To make more than one assumption I would use And
:
$Assumptions = And[a > 0, \[Beta] > 0, d > 0, 1 > b > 0,
c > 0, a > \[Tau]*\[Theta]A, \[Tau] >
0, \[Theta]A > \[Theta]B > \[Theta]C, a > \[Tau]*\[Theta]B,
a > \[Tau]*\[Theta]C, Fb > 0, Fc > 0, 1 > \[Alpha] > 0]
Your constraint is then
myConstraint = Simplify[\[Tau] < 1/(2 (-\[Theta]A^2 + \[Theta]B^2))*
(-2 a \[Theta]A + 2 a \[Theta]B -
Sqrt[((2 a \[Theta]A - 2 a \[Theta]B)^2 -
4 (-\[Theta]A^2 + \[Theta]B^2)*
(-((a^2 \[Theta]A)/(\[Theta]A + \[Theta]B)) - (
a^2 \[Beta] \[Theta]A)/(\[Theta]A + \[Theta]B) + (
a^2 p \[Beta] \[Theta]A)/(\[Theta]A + \[Theta]B) - (
a^2 p \[Alpha] \[Beta] \[Theta]A)/(\[Theta]A + \[Theta]B) \
+ (a^2 \[Theta]B)/(\[Theta]A + \[Theta]B) +
(a^2 \[Beta] \[Theta]B)/(\[Theta]A + \[Theta]B) - (
a^2 p \[Beta] \[Theta]B)/(\[Theta]A + \[Theta]B) + (
a^2 p \[Alpha] \[Beta] \[Theta]B)/(\[Theta]A + \
\[Theta]B)))])]
I retract what I said about incompatibility: I had miswritten a symbol. Your constraint is indeed an interval, but its endpoints have different expressions, depending on the parameters:
intrvl =Reduce[myConstraint && $Assumptions, \[Tau], Reals]

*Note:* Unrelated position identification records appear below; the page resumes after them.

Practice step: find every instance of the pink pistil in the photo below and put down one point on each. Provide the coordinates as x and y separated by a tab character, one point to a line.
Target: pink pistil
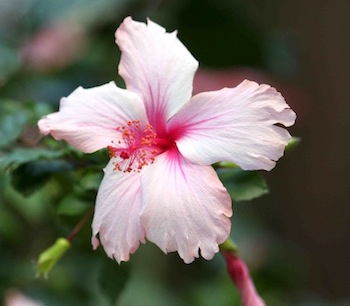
137	147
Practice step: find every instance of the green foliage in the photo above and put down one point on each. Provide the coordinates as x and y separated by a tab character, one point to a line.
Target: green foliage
49	257
47	187
112	279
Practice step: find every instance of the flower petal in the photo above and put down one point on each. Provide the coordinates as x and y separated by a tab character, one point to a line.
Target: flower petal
234	124
157	66
88	118
117	214
186	207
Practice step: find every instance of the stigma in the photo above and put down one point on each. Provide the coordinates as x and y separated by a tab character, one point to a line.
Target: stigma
136	147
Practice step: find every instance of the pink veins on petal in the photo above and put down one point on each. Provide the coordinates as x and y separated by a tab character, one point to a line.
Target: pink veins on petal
136	148
159	183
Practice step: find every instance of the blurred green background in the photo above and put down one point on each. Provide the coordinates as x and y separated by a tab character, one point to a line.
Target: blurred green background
295	239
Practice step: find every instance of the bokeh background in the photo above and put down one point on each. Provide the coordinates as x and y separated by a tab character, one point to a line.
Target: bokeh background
295	239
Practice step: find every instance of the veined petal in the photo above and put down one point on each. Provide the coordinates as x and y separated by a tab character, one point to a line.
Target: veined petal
186	208
88	118
234	124
117	214
157	66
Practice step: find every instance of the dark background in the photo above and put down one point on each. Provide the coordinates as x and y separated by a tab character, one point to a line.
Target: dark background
296	238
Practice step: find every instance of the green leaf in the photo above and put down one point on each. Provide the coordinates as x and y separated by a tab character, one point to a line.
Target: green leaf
112	279
243	185
29	177
24	155
72	206
50	256
9	61
12	121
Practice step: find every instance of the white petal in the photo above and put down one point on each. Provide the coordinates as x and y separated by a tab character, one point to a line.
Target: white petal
234	124
117	214
88	118
186	207
157	66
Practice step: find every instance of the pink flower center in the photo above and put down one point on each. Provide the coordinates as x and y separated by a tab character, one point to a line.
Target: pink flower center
137	147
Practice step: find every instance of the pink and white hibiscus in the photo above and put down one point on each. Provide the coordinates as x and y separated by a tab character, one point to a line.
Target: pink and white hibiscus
159	183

To maximize a parametric expression, FindMaxValue
is not suitable, because it uses numerical methods. MaxValue
can handle symbolic expressions:
fnct = -((d (a - \[Theta]A \[Tau])^2)/(2 (b + c)^2)) + (
b (1 + \[Beta]) (a - \[Theta]A \[Tau])^2)/(8 (b + c)^2) +
((1 + \[Beta]) (a - \[Theta]A \[Tau])^2)/(4 (b + c));
MaxValue[{fnct, intrvl}, \[Tau]]// Simplify
The interpretation of the symbolic result is tricky.